I border on having a photographic memory. If I bothered to train it, it would be photographic. As it is it picks up on what it likes instead. So I might not have a clue who's just walked past but I can recite a random 13 digit code I've come across at work. I can also recite back the tail end of a conversation I wasn't listening to by playing it back in my head (my friends have now picked up on this trick:p).

I can visualise images, sometimes in great detail, but the thoughts running through my head tend to drown them out unless I put in a huge amount of effort to hold on to them. I need to work on quieting my mind. It's why I suck at mindfulness. (Shut up head!:O_o:).
 
I'm with you there jaccat. I tell people that my memory works on triggers which really sucks at times especially when I'm trying to remember something and it just isn't coming up because it doesn't have the trigger but also it sucks because since my regular memory works on triggers it feels like just about anything can trigger me because I was at so many different places when we had rocket attacks.
 
@scout86 you know my therapist didn't make any comments about me telling her that I basically talk to myself but in a way she encouraged me to because she tells me to ask myself the different challenging questions for my thoughts. I just took that suggestion and ran with it. I talk myself down from getting angry sometimes by telling myself well this person that just cut you off in traffic could be running late, or could know somebody in the hospital and needs to get there in a hurry. In all honesty it is actually rather beneficial since I'm kind of shy quiet person in real life so insead of talking a lot to other people I just talk to myself.
 
I've spent a good part of the afternoon trying to imagine "thinking in pictures." I find that the idea kind of freaks me out. That's probably because my own experience of "thinking/pictures" seems to be totally random and beyond my control. The rare, vivid flashback or weird stuff like trying to visualize the wall across the room and getting an image of a painting of some random rich looking guy. I suppose when you think in pictures you actually have control over it, so it's a whole different thing.

But that brought to mind another question. @FridayJones , you have ADHD. How does THAT work? I probably have a bit of that myself.
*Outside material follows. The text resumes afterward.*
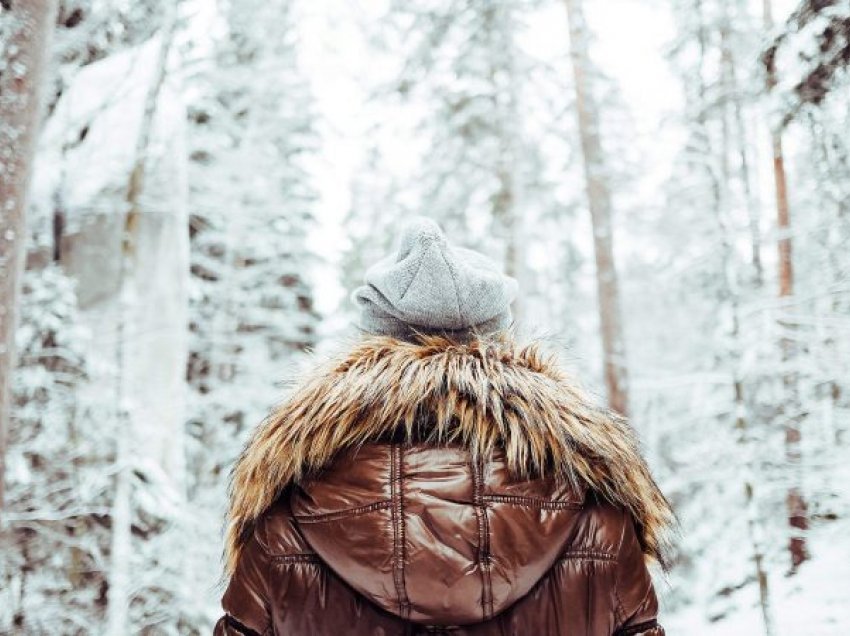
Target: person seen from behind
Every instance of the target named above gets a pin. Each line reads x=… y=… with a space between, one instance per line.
x=438 y=477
I can get distracted enough with "auditory thoughts". If my thoughts presented themselves in pictures, it seems like it would be even MORE distracting. I'm thinking that the way we think probably affects things like how we experience ADHD too.
 
Movement, kinesthetic sense. Especially in my arms and hands. If my hands have to be still, I cannot think or talk. Brain freezes over.

Visual and spatial too...I have lots of maps in my head I "look" at in order to organize my processing of info.

I'm pretty verbal (bla bla bla), but I don't think in words all that much. I think it words mainly when typing, which is a fun hand activity. It would be a lot harder for me to dictate these thoughts and have someone else type them. I mostly need my hands for my brain to work. Seeing the words helps too. For me there is a probably a strong connection between playing an instrument, reading music, and getting my brain in order. Anything requiring less multi-sensory input and I'm kind of a mess.